The tellerium resistance genes are also quite similar to those seen before in a variety of E. coli. I used the ERA7 annotation to identify contigs carrying the ter operon, and did a BLASTN search in NCBI for matches to these contigs. I aligned them properly with Muscle, made a bio-NJ tree and used the ‘Consensus’ function in Dendroscope (LSA tree) to combine the trees into a consensus tree.
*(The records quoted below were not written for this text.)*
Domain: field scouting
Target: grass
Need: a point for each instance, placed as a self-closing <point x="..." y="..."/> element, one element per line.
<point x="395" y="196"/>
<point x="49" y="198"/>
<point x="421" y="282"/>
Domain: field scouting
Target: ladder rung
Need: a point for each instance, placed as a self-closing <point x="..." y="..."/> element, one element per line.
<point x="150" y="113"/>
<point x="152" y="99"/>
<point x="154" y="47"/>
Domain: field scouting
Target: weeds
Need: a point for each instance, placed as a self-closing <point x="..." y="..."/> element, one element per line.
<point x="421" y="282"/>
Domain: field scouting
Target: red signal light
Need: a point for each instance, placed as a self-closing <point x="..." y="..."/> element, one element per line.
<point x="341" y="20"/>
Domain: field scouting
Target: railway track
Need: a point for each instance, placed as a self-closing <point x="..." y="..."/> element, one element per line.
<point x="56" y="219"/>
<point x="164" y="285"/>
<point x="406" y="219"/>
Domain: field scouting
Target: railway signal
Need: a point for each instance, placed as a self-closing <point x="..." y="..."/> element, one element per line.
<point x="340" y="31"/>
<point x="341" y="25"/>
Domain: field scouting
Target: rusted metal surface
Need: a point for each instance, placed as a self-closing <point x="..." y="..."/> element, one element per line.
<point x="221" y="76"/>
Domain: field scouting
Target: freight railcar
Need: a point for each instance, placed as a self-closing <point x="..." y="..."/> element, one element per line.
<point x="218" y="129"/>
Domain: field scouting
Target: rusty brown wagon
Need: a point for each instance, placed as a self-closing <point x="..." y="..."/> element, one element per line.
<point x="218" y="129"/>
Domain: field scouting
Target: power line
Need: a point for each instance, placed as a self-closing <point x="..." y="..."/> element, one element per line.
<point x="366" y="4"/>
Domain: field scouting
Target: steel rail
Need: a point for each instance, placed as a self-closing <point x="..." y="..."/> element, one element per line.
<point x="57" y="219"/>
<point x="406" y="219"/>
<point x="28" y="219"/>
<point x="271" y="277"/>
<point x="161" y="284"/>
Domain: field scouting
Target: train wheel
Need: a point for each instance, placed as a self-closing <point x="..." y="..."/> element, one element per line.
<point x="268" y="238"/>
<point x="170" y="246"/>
The result shows the ter operon is very similar to that found in other EHEC, especially O157:H7:

Consensus tree for ter operon (German outbreak strains highlighted)

Finally, I had a look at one contig that I noticed wasn’t present in Ec55989 but had homology to the E. coli O157:H7 Sakai chromosome… it is contig husec41_c1441, containing a probably transporter protein and two other genes of unknown function. Interestingly, a BLAST search of NCBI showed this sequence is usually chromosomally encoded, and was most similar to genes in Shigella flexneri and Shigella boydii, which cause bacterial dysentery [alignment of BLAST hits; tree drawn with FigTree this time]. So this is just a hint that there are still plenty of novel and potentially important genes to be discovered in this genome!

TY2482/MIRA assembled, contig 1441

EHEC genomes – plasmid

A brief look at the genes present in the outbreak strains and not in the reference strain Ec55989 reveals a large number of contigs with similarity to the plasmid pEC_Bactec (by NCBI blast)… a quick MUMmer alignment and ACT visualisation confirms that an IncI plasmid similar to pEC_bactec (GU371927.1, ref here) is present, including the beta-lactamase gene CTX-M-15 adjacent to ISEcp1 (MIRA assembly of TY2482, contig husec41_c30). In this image, the TW2482 assembly is on top, pEC_Bactec is on bottom.

MIRA assembly of TW2482 vs pEC_Bactec

Update: Note this is also similar to pEK204, which was isolated from UPEC and we have recently found very similar plasmids (also carrying blaCTX-M-15) circulating in Shigella in Vietnam and Klebsiella pneumoniae in Australia. So this would seem to be spreading around the Enterobacteriaceae.